Featured guest Robin Williams greeted Letterman as "General Lee" before ably carrying the ball through his two segments. Then came "Hal Gurnee's Network Time Killers" (two bolo artists) and a deadly dull "Know Your Staff" bit. The writers clearly aren't up to speed yet.

O'Brien welcomed guest Bob Saget and an amusing standup comic named Dwayne Perkins. His filler material included two efforts to break his wedding ring desktop spinning record of 41 seconds. But he fell short both times.

"What the hell am I doing?" he asked at one point. "I think we should immediately go back off the air."

But O'Brien's struggles were nothing compared to Kimmel's. He began the show at his desk rather than attempting even a bare-bones monologue.

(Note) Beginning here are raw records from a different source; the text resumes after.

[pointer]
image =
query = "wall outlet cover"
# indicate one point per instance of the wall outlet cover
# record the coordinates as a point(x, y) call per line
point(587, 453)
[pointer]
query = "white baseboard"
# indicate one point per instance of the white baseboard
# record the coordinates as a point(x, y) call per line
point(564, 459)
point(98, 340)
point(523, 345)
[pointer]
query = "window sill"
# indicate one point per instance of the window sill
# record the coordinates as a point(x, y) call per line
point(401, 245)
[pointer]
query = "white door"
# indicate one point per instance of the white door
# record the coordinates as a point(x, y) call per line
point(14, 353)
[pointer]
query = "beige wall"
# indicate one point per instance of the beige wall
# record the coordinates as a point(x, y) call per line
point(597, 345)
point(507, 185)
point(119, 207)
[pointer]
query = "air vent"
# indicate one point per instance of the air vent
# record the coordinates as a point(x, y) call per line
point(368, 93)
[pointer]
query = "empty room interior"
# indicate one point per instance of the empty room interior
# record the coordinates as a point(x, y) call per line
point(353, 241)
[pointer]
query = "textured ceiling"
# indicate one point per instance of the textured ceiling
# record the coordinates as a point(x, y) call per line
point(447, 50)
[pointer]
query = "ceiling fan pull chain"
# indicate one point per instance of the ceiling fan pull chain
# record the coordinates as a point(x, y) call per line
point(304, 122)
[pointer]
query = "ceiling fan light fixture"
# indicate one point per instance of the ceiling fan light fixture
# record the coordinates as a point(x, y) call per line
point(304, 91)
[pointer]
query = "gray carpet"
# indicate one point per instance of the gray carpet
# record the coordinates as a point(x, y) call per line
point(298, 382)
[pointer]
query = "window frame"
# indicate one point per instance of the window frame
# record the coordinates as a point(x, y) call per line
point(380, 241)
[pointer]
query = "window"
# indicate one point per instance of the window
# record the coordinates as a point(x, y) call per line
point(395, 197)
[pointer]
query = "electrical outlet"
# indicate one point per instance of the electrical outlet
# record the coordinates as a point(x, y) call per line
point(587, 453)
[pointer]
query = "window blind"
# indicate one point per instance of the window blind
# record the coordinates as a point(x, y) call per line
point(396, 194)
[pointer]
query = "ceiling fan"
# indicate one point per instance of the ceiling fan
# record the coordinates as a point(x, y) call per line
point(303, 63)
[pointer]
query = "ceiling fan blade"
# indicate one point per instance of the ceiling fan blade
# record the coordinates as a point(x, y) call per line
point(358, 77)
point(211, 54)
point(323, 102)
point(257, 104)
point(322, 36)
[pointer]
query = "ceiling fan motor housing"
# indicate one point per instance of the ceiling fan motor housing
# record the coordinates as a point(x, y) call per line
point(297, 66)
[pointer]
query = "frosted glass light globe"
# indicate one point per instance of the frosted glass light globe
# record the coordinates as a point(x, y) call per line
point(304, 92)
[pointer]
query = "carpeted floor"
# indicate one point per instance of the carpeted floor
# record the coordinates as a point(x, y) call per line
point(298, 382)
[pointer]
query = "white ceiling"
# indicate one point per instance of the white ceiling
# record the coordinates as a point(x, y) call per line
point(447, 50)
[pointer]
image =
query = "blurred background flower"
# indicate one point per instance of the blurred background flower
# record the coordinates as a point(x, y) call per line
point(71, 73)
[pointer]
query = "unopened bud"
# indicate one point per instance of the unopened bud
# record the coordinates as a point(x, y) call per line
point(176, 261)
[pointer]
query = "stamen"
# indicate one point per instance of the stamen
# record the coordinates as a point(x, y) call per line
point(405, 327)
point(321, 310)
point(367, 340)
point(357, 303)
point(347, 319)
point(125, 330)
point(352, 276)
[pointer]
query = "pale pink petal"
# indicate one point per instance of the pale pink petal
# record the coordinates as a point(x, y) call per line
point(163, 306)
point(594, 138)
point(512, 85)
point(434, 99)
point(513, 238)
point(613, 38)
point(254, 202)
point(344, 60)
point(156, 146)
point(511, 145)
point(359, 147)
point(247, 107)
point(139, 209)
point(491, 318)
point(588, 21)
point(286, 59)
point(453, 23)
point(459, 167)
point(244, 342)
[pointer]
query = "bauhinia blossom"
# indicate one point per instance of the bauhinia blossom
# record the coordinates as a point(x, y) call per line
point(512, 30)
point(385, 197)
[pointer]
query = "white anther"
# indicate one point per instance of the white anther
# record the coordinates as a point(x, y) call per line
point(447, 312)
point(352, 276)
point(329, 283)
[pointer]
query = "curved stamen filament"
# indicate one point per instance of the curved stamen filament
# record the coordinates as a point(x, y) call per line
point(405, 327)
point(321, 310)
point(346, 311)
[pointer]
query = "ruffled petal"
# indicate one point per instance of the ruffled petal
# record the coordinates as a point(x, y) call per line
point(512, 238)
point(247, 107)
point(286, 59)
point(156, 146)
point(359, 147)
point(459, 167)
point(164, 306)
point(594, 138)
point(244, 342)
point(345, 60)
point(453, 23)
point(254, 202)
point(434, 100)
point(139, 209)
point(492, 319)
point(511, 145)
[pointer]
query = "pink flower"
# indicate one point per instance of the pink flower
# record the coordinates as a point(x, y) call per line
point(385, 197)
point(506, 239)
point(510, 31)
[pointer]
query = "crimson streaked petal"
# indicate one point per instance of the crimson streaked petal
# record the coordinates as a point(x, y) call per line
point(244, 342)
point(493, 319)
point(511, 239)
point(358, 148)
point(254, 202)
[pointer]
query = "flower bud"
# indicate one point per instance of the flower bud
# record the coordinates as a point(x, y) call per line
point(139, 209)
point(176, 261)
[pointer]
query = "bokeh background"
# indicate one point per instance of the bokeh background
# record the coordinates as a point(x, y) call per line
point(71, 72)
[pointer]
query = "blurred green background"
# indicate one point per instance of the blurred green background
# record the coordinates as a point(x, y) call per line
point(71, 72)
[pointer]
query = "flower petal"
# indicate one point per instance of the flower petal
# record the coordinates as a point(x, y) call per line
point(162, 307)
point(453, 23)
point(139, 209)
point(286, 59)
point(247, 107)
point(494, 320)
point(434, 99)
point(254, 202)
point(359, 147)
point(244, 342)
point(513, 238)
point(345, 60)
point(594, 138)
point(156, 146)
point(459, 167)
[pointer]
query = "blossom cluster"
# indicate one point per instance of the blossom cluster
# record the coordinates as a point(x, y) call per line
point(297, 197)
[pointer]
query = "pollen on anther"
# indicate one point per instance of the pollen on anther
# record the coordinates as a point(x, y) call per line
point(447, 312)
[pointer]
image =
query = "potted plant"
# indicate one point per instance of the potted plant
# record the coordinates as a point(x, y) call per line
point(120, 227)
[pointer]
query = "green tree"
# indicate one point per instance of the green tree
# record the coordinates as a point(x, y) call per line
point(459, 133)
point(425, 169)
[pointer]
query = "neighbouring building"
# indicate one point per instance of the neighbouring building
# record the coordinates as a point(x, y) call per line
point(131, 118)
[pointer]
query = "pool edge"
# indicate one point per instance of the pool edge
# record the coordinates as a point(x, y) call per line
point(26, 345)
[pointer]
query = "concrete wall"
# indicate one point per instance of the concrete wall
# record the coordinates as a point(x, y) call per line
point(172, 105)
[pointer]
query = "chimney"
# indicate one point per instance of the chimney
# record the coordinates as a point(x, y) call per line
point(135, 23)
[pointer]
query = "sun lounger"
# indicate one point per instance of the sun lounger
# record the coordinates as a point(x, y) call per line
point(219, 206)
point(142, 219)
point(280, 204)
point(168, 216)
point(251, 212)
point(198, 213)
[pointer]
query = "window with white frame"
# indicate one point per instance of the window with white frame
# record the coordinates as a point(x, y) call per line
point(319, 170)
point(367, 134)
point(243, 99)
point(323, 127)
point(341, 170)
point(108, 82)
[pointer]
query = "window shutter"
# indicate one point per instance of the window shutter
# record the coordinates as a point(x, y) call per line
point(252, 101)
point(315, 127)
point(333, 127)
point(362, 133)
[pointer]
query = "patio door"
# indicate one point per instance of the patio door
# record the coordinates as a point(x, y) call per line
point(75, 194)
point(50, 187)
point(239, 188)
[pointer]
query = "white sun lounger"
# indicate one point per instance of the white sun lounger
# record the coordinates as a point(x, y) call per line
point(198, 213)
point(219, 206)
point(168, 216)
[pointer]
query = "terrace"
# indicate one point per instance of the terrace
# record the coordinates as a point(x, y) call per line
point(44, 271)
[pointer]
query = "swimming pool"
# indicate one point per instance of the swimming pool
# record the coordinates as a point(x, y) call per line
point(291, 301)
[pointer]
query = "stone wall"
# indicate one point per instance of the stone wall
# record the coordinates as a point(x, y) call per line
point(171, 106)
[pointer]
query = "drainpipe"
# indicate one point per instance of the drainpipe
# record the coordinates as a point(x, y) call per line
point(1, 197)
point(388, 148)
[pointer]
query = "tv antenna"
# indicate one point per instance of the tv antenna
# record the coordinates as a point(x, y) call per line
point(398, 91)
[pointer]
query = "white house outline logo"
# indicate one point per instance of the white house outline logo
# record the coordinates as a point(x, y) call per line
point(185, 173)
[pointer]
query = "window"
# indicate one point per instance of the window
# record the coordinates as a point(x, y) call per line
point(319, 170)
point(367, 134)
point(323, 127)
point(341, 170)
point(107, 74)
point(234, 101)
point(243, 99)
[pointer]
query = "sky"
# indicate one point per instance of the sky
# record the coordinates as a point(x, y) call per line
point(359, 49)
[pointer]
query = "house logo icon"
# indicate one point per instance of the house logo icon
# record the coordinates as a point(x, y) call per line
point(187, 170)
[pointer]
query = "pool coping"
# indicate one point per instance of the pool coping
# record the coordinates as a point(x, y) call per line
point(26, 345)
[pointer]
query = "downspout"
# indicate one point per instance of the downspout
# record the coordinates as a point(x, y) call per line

"I don't even know how much people care," Kimmel said of the issues behind the writers' strike.

He resents picketers trying to stop talent from doing the three network-owned late shows operating without Guild-approved agreements.

"I just think at a certain point you back off a little bit," Kimmel said after noting that some hosts had been paying writers out of their own pockets. "So I'm pissed off. I'll be honest with ya."

Guests Andy Dick and Helio Castroneves were serviceable though hardly exceptional. Kimmel also ran two taped "Great Moments for Which Residual Payments are Made to Our Unemployed Writers." But his heart didn't seem to be in any of this.

Ferguson winged it with no guests, some comedy sketches and an extended monologue which he mostly improvises anyway. Along the way he made some solemn, and quite funny, promises:

"I want to send a message to all the D-list celebrities. You're always welcome here.

"We'll still have Kathy Griffin on, the guy who invented the electric cheese cutter, people who can fart musical notes.

"This show won't change a bit. It will be garbage. I make you this pledge, people of America. We will not improve this show. It will not be funnier. It will not be better."

You don't even need a beard for that.